Fig. 3 Concentration of ethanol produced via one-pot procedure with or without [C2mim]OAc/OE2imC3C. IL: ionic liquid, ZI: zwitterion. This Figure is reproduced from the literature4.

5. Disadvantage of OE2imC3C and how to overcome

OE2imC3C is an excellent low-toxicity cellulose solvent. However, its high viscosity is a drawback. At room temperature, OE2imC3C is a highly viscous liquid, more than syrup. Its viscosity at 80°C was 935 cP, about 1000 times higher than that of water at room temperature. The viscosity increased further when cellulose was dissolved, and the stirring bar stopped turning when 7 wt% cellulose was added.

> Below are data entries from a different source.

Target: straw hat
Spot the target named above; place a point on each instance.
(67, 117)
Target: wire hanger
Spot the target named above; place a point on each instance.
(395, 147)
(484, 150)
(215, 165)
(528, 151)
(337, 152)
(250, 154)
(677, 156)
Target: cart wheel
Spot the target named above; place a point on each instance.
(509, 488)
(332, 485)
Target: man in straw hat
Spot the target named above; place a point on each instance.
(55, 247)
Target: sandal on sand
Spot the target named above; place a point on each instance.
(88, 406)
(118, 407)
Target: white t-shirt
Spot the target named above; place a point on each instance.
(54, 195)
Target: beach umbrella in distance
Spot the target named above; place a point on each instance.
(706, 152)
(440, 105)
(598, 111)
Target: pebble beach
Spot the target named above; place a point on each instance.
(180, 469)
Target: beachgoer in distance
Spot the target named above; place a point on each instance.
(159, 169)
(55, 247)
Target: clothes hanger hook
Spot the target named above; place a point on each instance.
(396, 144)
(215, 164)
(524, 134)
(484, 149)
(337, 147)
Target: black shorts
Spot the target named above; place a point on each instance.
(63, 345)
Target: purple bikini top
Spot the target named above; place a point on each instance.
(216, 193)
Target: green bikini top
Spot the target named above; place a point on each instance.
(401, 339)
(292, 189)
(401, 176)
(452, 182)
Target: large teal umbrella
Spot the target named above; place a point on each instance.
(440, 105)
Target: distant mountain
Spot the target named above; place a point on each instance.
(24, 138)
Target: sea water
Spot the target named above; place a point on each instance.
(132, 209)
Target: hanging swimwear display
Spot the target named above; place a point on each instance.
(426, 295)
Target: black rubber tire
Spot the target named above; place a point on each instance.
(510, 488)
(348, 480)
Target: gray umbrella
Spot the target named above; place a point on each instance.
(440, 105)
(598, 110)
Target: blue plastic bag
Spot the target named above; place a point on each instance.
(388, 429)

To address this issue, a co-solvent was utilized. It is known that the addition of an organic solvent to typical ionic liquids can reduce viscosity and facilitate the dissolution of cellulose9. In this case, dimethyl sulfoxide (DMSO) was used. The viscosity was significantly reduced by adding 40 wt% DMSO, which allowed for the dissolution of 14 wt% of cellulose. The OE2imC3C/DMSO mixture was also found to have low toxicity. These results indicate that the cellulose dissolution capacity was improved with the addition of DMSO, without an increase in toxicity8.

6. Conclusion

Zwitterionic liquids are effective solvents that possess the properties of cellulose solubility and low toxicity. Since they have a short history, there is still room for improvement. We will propose further improved zwitterionic ionic liquids for achievement of one-pot bioethanol production.